(Narkomat), the central organ of specialized state administration in the Soviet Union from 1917 to 1946.
The first people’s commissariats were formed by the decree On the Establishment of the Council of People’s Commissars, adopted by the Second All-Russian Congress of Soviets on Oct. 26 (Nov. 8), 1917. The Council of People’s Commissars, led by V. I. Lenin, constituted the first Soviet government. It included people’s commissars heading the committee on military and naval affairs and 12 commissions: trade and industry, justice, posts and telegraphs, labor, foreign affairs, food, finance, public education, railroads, internal affairs, agriculture, and nationalities. The 1918 Constitution of the RSFSR confirmed the system of people’s commissars that had already emerged. By then there were 18 people’s commissariats, including the Supreme Council of the National Economy, which functioned as a people’s commissariat.
The formation of the USSR in 1922 brought about significant changes in the system of people’s commissariats. Five all-Union, that is, common for the country at large, people’s commissariats —for military and naval affairs, foreign affairs, foreign trade, railroads, and posts and telegraphs—were formed to direct the most important state functions turned over to the USSR. Coordination of the efforts of the Union republics in other, shared areas of public interest became the responsibility of five consolidated people’s commissariats: the Supreme Council of the National Economy; the commissariats of food, labor, and finance; and the Workers and Peasants Inspection (Rabkrin). This system was affirmed in the USSR Constitution of 1924. The constitution of each Union republic provided for the creation of five consolidated people’s commissariats, to have the same names as the corresponding USSR people’s commissariats, along with six republic-level people’s commissariats, to be managed exclusively by the Union republics. These included internal affairs, justice, education, public health, agriculture, and social security.

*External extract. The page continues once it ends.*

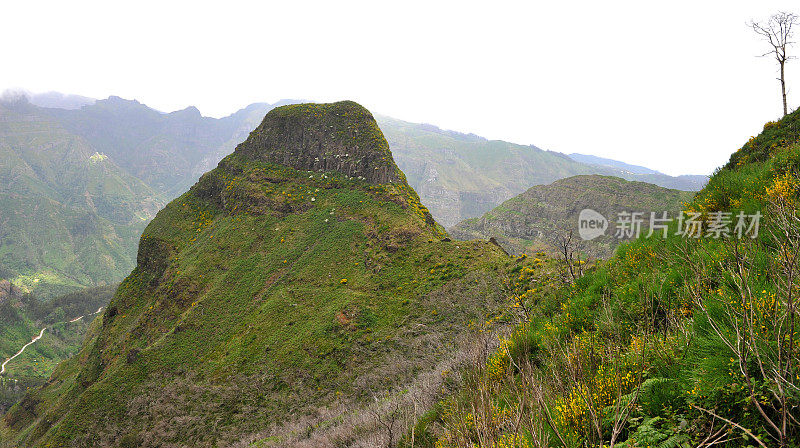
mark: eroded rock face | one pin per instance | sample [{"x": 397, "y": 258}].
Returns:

General questions regarding the organization of the people’s commissariats of the USSR and their interrelations with the Council of People’s Commissars of the USSR and with the Union republic people’s commissariats of the same names were defined by the General Statute on People’s Commissariats of the USSR of 1923. People’s commissariats were given the right, within the limits of their jurisdiction, to issue decrees, directives, instructions, circulars, and orders. As the national economy developed and public administration became more complex, the system of people’s commissariats changed considerably. For example, with the transition from taxation in kind on agriculture to monetary taxation in 1924, the People’s Commissariat of Food was abolished and the consolidated People’s Commissariat of Internal Trade was formed. In 1932, the Supreme Council of the National Economy was divided into all-Union people’s commissariats for heavy industry and for the forest industry and a consolidated people’s commissariat for light industry.
With the adoption of the Constitution of the USSR of 1936, the consolidated people’s commissariats were transformed into Union-republic commissariats. The system of people’s commissariats then included eight all-Union and ten Union-republic people’s commissariats. The option of establishing Union-republic people’s commissariats with the same names as the corresponding USSR people’s commissariats and of forming republic-level people’s commissariats was open to all Union and autonomous republics, and lists of such commissariats were included in republic constitutions. As management of the rapidly growing national economy grew more complex, a continuing process of administrative dispersal into smaller units and creation of new people’s commissariats occurred. By a law enacted on Mar. 15, 1946, the Council of People’s Commissars of the USSR and the corresponding bodies in the Union and autonomous republics were transformed into councils of ministers. The people’s commissariats under them accordingly became ministries.